A committee studying hazardous bus routes in the Jordan district told the school board 43 routes were dangerous enough to warrant special busing. That's six more routes than the board approved last year.
The cost of the busing was estimated at $484,402. The district receives no reimbursement from the state for busing due to a hazardous route.Ten of the routes have buses that travel through the area and have space available to handle the extra passengers. The district will have to do some "magic" to organize the routes to handle the need, said the district's transportation director, Ron Sing.
"We have enough buses that we are able to manipulate into the different areas," he said. Silver Mesa Elementary is a good example, he said.
The bus that will pick up the children on the hazardous route near Silver Mesa will be coming from Union Middle School.
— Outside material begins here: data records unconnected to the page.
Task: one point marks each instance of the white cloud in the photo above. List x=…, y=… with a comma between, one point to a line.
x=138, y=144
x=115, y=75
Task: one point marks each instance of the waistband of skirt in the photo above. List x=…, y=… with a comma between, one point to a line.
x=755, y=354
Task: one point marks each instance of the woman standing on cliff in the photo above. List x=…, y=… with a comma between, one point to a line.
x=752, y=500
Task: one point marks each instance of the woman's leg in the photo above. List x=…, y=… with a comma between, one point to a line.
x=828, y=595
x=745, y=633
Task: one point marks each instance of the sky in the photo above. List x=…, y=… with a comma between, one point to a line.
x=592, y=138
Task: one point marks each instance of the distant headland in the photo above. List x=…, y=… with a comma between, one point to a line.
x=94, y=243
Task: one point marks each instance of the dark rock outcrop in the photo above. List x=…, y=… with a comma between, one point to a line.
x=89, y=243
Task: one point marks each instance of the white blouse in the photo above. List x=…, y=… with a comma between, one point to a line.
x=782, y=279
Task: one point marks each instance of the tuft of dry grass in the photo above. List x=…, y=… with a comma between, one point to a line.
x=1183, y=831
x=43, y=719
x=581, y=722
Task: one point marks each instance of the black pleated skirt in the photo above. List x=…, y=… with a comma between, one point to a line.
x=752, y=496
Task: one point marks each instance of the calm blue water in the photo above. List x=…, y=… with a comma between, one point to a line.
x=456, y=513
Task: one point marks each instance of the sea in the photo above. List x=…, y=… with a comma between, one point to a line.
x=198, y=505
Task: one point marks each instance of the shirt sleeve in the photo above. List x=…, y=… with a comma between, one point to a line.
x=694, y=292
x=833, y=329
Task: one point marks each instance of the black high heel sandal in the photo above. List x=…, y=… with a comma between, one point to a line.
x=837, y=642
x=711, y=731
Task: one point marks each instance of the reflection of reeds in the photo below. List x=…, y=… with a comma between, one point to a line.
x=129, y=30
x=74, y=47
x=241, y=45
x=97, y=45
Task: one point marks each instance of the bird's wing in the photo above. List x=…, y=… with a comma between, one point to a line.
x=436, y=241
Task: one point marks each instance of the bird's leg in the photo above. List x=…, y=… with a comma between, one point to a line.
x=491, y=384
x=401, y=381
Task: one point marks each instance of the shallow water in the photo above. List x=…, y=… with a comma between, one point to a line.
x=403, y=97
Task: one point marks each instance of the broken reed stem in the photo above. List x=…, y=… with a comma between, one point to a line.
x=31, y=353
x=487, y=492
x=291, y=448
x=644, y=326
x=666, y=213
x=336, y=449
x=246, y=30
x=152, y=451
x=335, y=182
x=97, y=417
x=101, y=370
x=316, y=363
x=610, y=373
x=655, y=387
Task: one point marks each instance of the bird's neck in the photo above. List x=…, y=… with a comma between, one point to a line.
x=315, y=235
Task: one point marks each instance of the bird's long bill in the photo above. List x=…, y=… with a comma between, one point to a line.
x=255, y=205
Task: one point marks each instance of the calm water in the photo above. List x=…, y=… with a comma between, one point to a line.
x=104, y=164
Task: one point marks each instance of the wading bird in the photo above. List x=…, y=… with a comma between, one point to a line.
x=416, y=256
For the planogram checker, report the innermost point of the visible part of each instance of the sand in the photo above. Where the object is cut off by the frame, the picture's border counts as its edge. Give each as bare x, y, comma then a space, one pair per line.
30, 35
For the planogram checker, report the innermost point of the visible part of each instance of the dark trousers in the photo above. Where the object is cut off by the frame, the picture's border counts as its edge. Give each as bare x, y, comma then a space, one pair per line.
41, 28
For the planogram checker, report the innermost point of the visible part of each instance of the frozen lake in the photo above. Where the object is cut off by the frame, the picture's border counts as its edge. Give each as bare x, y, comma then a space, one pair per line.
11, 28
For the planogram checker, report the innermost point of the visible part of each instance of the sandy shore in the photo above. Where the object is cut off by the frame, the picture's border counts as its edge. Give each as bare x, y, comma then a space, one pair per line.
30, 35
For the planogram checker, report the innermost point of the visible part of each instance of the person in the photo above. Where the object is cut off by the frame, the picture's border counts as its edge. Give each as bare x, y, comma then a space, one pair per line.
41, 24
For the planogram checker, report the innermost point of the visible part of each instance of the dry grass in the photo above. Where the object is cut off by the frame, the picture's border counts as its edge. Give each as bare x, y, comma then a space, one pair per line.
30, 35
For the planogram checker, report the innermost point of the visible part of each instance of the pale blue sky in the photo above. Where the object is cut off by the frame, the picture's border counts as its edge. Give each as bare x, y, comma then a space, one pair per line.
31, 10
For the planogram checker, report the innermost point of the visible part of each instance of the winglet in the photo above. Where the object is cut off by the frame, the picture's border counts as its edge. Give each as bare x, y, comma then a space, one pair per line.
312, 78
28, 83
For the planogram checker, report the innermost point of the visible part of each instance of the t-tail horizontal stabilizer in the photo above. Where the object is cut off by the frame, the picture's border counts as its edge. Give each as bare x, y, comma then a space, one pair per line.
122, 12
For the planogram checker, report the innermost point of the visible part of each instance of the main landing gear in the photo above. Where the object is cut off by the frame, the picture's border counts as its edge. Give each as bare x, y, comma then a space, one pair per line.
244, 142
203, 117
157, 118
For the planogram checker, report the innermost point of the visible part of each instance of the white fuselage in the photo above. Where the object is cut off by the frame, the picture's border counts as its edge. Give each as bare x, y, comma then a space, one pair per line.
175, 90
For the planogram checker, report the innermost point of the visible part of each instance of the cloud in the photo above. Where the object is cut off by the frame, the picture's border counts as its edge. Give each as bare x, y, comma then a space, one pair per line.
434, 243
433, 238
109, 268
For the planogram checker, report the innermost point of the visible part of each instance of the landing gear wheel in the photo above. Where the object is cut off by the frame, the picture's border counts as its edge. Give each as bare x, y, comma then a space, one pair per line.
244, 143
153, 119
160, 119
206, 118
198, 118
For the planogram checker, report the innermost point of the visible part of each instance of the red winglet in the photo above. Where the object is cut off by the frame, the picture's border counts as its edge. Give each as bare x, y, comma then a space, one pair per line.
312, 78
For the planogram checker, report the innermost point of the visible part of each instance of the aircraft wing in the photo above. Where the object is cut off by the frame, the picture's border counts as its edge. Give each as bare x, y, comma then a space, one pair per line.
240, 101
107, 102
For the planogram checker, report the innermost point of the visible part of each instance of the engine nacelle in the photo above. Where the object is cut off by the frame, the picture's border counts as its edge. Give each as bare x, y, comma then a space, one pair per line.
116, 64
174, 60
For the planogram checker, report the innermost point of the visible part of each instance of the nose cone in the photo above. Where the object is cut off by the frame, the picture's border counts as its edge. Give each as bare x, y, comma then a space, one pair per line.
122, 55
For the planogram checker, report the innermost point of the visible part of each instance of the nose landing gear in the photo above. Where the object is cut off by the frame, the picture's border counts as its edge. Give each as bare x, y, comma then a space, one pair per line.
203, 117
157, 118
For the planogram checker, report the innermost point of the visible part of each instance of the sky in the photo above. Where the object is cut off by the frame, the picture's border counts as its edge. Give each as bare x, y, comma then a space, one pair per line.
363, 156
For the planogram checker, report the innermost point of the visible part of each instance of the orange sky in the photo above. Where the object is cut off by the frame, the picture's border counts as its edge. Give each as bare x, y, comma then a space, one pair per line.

The empty bus will load the Silver Mesa children and drop them off, and have about 15 minutes to pick up the children going to Granite Elementary, he said.
That means if it snows heavily or if there's a traffic jam, we'll be behind, Sing said. "We've got it so precise that we really don't have any time to spare."
Only one route was dropped near Oakdale Elementary because construction that made it dangerous for students is finished. Hazardous routes are submitted to the committee by school principals. Eleven routes that were submitted weren't approved.
The district took the committee report under advisement and will vote on whether to accept the committee's recommendations at the next board meeting.